The core of a financial plan is a person’s clearly defined goals. These can include funding a college education for the kids, buying a bigger home, starting a business, retiring on time, or leaving a legacy.

No one can tell you how to prioritize these goals. However, a professional financial planner might be able to help you choose a comprehensive savings plan and specific investments that will help you tick them off, one at a time.

Special Considerations of a Financial Plan

Financial plans do not have a set format. A licensed financial planner will be able to design one that fits you and your expectations. When complete, it might motivate you to make changes in the short term that will help ensure a smooth transition through life’s financial phases.

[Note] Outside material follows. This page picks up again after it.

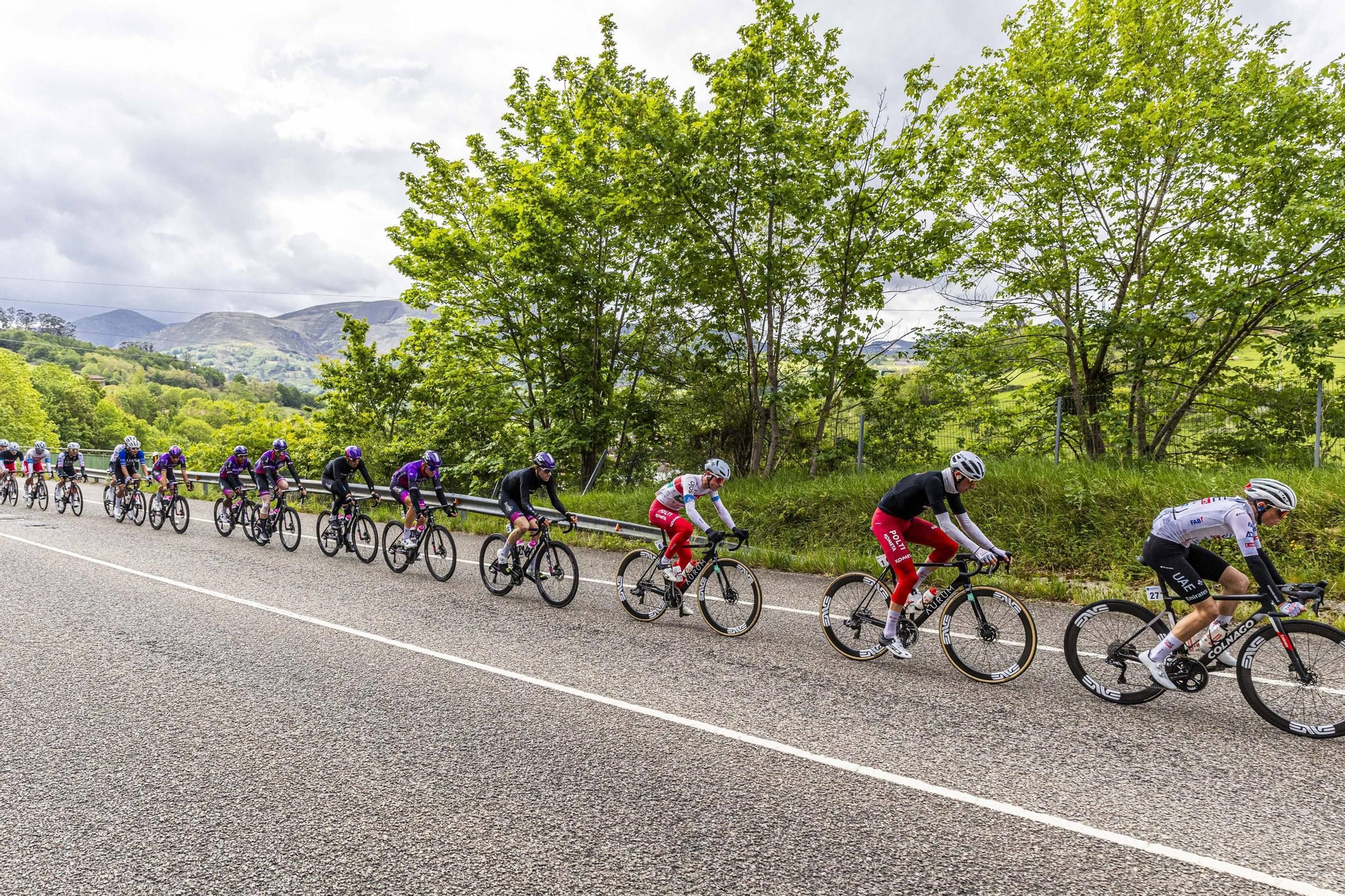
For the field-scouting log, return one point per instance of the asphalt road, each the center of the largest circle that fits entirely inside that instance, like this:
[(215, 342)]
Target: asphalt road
[(334, 735)]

The following aspects should be addressed and revised as necessary:

  • Retirement strategy: No matter what your priorities are, the plan should include a strategy for accumulating the retirement income that you need.
  • Thorough risk management plan: This consists of a review of the life and disability insurance, personal liability coverage, property and casualty coverage, and catastrophic coverage.
  • Long-term investment plan: A personalized plan based on specific investment objectives and a personal risk tolerance profile.
  • Tax reduction strategy: A strategy for minimizing taxes on personal income to the extent allowed by the tax code.
  • Estate plan: Arrangements for the benefit and protection of your heirs.

What is the Purpose of a Financial Plan?

A financial plan is made to help you make the best use of your money and achieve long-term financial goals, whether they are sending your kids to college, purchasing a larger home, leaving a legacy, or enjoying a comfortable retirement.